CF Cable TV
- Industry: Telecommunications
- Founded: 1982
- Defunct: 1997
- Fate: Sold to Vidéotron in 1997
- Headquarters: Montreal, Quebec
- Key people: Jean Pouliot (owner)
- Products: Cable television

= CF Cable TV =

Canadian cable company

CF Cable TV was a Canadian cable company in the 1980s and 1990s. Owned by Jean Pouliot, a businessman in Montreal, Quebec whose holdings also included CFCF-TV and the TQS television network, CF Cable TV served parts of Montreal, Laval and western suburbs on the Island of Montreal.

==History==
The company was established in 1982, when Pouliot acquired Cable TV Inc. from Starlaw Investments for a purchase price of $11.4 million.

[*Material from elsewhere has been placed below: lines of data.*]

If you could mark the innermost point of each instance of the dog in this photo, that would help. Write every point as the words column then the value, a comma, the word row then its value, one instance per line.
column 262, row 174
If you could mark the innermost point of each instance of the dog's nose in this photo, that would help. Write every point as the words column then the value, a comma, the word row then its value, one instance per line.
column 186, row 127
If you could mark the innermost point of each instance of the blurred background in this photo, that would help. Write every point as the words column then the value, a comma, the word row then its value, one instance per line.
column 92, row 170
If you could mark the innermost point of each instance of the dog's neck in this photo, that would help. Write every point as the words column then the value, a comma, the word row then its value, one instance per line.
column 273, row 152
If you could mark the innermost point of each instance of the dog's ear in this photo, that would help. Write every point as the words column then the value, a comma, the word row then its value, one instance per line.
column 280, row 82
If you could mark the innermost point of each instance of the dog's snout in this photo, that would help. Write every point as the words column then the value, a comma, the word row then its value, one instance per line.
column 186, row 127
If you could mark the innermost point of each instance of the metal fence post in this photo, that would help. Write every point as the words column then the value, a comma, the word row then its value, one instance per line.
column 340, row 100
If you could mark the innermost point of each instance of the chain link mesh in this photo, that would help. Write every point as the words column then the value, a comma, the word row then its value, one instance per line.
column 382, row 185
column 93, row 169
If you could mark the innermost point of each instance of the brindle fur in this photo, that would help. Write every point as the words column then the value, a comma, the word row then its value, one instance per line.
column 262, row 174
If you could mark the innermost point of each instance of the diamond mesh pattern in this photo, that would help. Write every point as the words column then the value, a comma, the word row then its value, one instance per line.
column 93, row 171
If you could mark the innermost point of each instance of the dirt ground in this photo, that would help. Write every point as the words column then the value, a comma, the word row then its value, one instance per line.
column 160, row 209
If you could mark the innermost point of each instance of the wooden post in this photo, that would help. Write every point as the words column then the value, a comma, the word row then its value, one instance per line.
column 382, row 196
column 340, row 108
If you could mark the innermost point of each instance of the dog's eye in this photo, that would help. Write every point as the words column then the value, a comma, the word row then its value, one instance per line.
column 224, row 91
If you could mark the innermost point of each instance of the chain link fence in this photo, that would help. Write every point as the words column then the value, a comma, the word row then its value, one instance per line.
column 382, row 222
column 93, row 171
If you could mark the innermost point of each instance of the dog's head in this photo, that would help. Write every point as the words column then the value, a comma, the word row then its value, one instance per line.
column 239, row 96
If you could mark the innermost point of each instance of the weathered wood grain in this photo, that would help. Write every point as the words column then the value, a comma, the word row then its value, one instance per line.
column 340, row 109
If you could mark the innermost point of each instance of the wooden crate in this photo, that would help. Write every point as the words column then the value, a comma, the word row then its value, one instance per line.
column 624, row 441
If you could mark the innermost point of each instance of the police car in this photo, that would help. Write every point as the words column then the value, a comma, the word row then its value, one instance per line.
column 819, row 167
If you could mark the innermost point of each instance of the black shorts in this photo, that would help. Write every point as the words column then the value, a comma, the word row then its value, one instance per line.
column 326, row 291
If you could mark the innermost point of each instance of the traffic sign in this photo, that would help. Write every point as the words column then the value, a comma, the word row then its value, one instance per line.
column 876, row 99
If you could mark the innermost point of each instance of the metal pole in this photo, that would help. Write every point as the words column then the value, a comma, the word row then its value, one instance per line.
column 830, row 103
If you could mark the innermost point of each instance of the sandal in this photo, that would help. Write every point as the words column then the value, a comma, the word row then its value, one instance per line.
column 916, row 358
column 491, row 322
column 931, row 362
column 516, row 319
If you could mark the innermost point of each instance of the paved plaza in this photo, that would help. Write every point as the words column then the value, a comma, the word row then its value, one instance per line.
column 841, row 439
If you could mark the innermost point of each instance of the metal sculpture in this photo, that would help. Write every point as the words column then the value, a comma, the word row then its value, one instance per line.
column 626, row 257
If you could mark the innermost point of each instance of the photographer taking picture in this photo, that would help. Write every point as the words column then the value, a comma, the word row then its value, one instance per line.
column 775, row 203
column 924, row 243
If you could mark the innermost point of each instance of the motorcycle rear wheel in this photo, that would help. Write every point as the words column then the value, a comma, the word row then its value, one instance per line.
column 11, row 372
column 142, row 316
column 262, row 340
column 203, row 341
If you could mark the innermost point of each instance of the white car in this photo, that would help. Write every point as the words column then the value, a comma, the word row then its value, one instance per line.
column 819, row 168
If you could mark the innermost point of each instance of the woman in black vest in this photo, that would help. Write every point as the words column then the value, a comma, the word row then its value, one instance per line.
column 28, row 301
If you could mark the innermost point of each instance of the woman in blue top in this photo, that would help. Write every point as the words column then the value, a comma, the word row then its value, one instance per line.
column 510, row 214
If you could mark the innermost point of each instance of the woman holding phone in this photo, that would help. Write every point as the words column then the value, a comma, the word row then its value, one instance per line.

The company expanded significantly in 1993, acquiring Télécâble Laurentien in the Outaouais region of Quebec and the Ottawa suburb of Clarence-Rockland in Ontario, and Northern Cable in Northern Ontario. The deals made CF Cable TV the fifth-largest cable operator in Canada. Both Laurentien and Northern continued to operate as separate divisions of the company rather than being folded into the CF Cable TV branding.

In 1997, Pouliot sold CF Cable TV's parent company, CFCF Inc., to Vidéotron. Videotron sold the Northern Cable division to Regional Cablesystems in 1998, but still retained ownership of the Montreal and Outaouais divisions.